Have you been keeping an eye on First Merchants Corporation’s (NASDAQ:FRME) upcoming dividend of $0.22 per share payable on the 15 June 2018? Then you only have 3 days left before the stock starts trading ex-dividend on the 31 May 2018. What does this mean for current shareholders and potential investors? Below, I will explain how holding First Merchants can impact your portfolio income stream, by analysing the stock’s most recent financial data and dividend attributes. See our latest analysis for First Merchants
5 questions to ask before buying a dividend stock
If you are a dividend investor, you should always assess these five key metrics:
- Is their annual yield among the top 25% of dividend payers?
- Does it consistently pay out dividends without missing a payment of significantly cutting payout?
- Has the amount of dividend per share grown over the past?
- Is its earnings sufficient to payout dividend at the current rate?
- Based on future earnings growth, will it be able to continue to payout dividend at the current rate?
Does First Merchants pass our checks?
The current trailing twelve-month payout ratio for the stock is 31.04%, meaning the dividend is sufficiently covered by earnings. Furthermore, analysts have not forecasted a dividends per share for the future, which makes it hard to determine the yield shareholders should expect, and whether the current payout is sustainable, moving forward. Reliablity is an important factor for dividend stocks, particularly for income investors who want a strong track record of payment and a positive outlook for future payout. Not only have dividend payouts from First Merchants fallen over the past 10 years, it has also been highly volatile during this time, with drops of over 25% in some years. This means that dividend hunters should probably steer clear of the stock, at least for now until the track record improves. In terms of its peers, First Merchants has a yield of 1.92%, which is on the low-side for Banks stocks.
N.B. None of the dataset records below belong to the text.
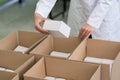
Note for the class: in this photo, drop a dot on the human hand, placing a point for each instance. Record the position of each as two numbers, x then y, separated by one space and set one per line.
85 32
38 20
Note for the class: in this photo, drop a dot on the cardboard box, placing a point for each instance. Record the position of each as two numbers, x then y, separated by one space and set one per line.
57 28
65 45
8 76
22 38
16 61
61 68
98 49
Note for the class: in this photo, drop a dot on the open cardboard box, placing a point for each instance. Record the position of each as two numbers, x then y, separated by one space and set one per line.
115 70
8 76
22 38
98 49
65 45
67 69
16 61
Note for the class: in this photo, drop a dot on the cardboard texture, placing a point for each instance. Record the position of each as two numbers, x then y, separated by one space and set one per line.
22 38
98 49
65 45
57 28
67 69
16 61
8 76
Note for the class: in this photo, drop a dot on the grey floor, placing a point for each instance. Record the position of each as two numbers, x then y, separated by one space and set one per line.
20 17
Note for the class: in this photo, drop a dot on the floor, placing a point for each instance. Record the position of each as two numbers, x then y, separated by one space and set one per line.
20 17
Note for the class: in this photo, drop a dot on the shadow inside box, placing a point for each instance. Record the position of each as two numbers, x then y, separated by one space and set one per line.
6 3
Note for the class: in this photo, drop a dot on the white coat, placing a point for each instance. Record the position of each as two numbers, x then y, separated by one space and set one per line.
103 15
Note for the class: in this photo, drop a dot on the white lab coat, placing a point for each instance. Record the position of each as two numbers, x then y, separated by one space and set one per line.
103 15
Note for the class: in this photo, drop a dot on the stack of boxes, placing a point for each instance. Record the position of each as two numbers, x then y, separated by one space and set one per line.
34 56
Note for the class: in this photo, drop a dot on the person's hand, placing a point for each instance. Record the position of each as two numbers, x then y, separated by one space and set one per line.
38 20
85 32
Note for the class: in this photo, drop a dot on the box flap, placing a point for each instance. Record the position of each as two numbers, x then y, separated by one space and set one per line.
80 52
97 74
27 38
37 71
45 47
8 76
66 44
9 42
12 61
115 75
105 49
70 70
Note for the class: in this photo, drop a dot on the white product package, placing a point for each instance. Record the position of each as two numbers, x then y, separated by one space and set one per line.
59 54
57 28
92 59
21 48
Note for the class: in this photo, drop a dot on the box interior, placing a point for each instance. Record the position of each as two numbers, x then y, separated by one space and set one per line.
7 75
14 60
66 45
70 70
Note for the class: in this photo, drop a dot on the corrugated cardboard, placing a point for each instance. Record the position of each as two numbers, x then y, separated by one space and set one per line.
98 49
8 76
16 61
67 69
23 38
66 45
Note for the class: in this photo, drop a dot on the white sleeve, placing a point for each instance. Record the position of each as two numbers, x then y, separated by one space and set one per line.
99 12
44 7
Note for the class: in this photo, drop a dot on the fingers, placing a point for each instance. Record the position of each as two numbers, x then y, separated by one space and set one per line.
38 21
40 29
85 32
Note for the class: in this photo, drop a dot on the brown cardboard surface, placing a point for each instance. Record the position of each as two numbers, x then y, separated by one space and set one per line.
97 74
116 71
18 62
105 49
37 71
8 76
70 70
23 38
9 42
99 49
66 45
After digging a little deeper into First Merchants’s yield, it’s easy to see why you should be cautious investing in the company just for the dividend. On the other hand, if you are not strictly just a dividend investor, the stock could still be offering some interesting investment opportunities. Given that this is purely a dividend analysis, you should always research extensively before deciding whether or not a stock is an appropriate investment for you. I always recommend analysing the company’s fundamentals and underlying business before making an investment decision. Below, I’ve compiled three key aspects you should further research:
- Future Outlook: What are well-informed industry analysts predicting for FRME’s future growth? Take a look at our free research report of analyst consensus for FRME’s outlook.
- Valuation: What is FRME worth today? Even if the stock is a cash cow, it’s not worth an infinite price. The intrinsic value infographic in our free research report helps visualize whether FRME is currently mispriced by the market.
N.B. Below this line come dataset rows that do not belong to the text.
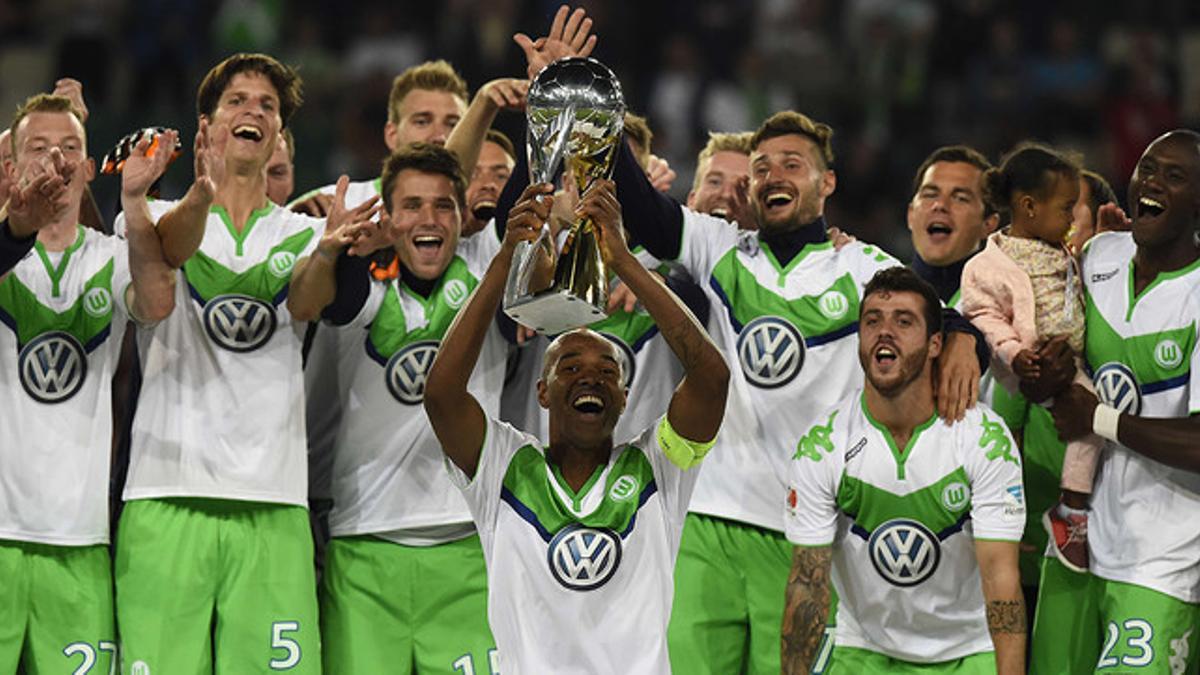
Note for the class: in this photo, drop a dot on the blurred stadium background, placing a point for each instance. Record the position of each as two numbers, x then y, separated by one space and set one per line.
894 77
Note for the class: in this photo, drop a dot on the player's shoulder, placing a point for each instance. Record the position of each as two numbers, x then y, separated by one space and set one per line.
1107 248
826 437
863 260
983 435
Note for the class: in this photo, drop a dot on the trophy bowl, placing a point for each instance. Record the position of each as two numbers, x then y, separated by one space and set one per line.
575 115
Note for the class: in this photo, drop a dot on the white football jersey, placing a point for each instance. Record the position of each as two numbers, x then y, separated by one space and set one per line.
323 388
221 412
903 525
787 334
579 583
1141 351
64 317
389 472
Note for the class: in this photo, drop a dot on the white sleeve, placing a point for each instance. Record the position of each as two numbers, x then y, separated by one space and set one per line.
675 484
994 466
121 276
810 507
705 239
483 493
376 294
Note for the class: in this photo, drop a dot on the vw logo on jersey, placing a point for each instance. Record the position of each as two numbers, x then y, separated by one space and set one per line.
52 366
583 559
833 304
1168 353
407 369
455 293
627 359
904 551
239 323
771 351
281 263
97 302
1117 387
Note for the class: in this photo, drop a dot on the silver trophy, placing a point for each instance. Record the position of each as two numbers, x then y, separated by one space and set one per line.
575 114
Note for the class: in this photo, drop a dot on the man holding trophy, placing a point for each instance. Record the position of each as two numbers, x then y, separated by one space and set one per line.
579 532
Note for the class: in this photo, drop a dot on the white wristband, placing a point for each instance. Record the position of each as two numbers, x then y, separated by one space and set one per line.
1104 422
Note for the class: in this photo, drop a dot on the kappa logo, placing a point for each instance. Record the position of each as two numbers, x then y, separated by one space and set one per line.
239 323
772 352
407 369
53 366
97 302
280 263
583 559
955 496
855 451
1168 353
455 293
904 551
833 304
625 358
625 488
1117 387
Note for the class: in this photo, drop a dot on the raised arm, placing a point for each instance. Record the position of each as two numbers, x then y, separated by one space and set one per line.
699 402
805 608
1005 603
1170 441
151 296
181 230
467 138
457 418
313 282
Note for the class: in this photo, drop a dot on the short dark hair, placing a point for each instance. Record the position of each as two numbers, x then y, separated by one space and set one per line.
1099 191
287 83
901 279
786 123
425 157
503 141
961 154
1032 168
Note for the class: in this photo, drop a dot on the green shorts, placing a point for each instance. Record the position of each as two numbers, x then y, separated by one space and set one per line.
202 580
389 608
853 661
1091 625
55 609
729 601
- Dividend Rockstars: Are there better dividend payers with stronger fundamentals out there? Check out our free list of these great stocks here.
To help readers see pass the short term volatility of the financial market, we aim to bring you a long-term focused research analysis purely driven by fundamental data. Note that our analysis does not factor in the latest price sensitive company announcements.
The author is an independent contributor and at the time of publication had no position in the stocks mentioned.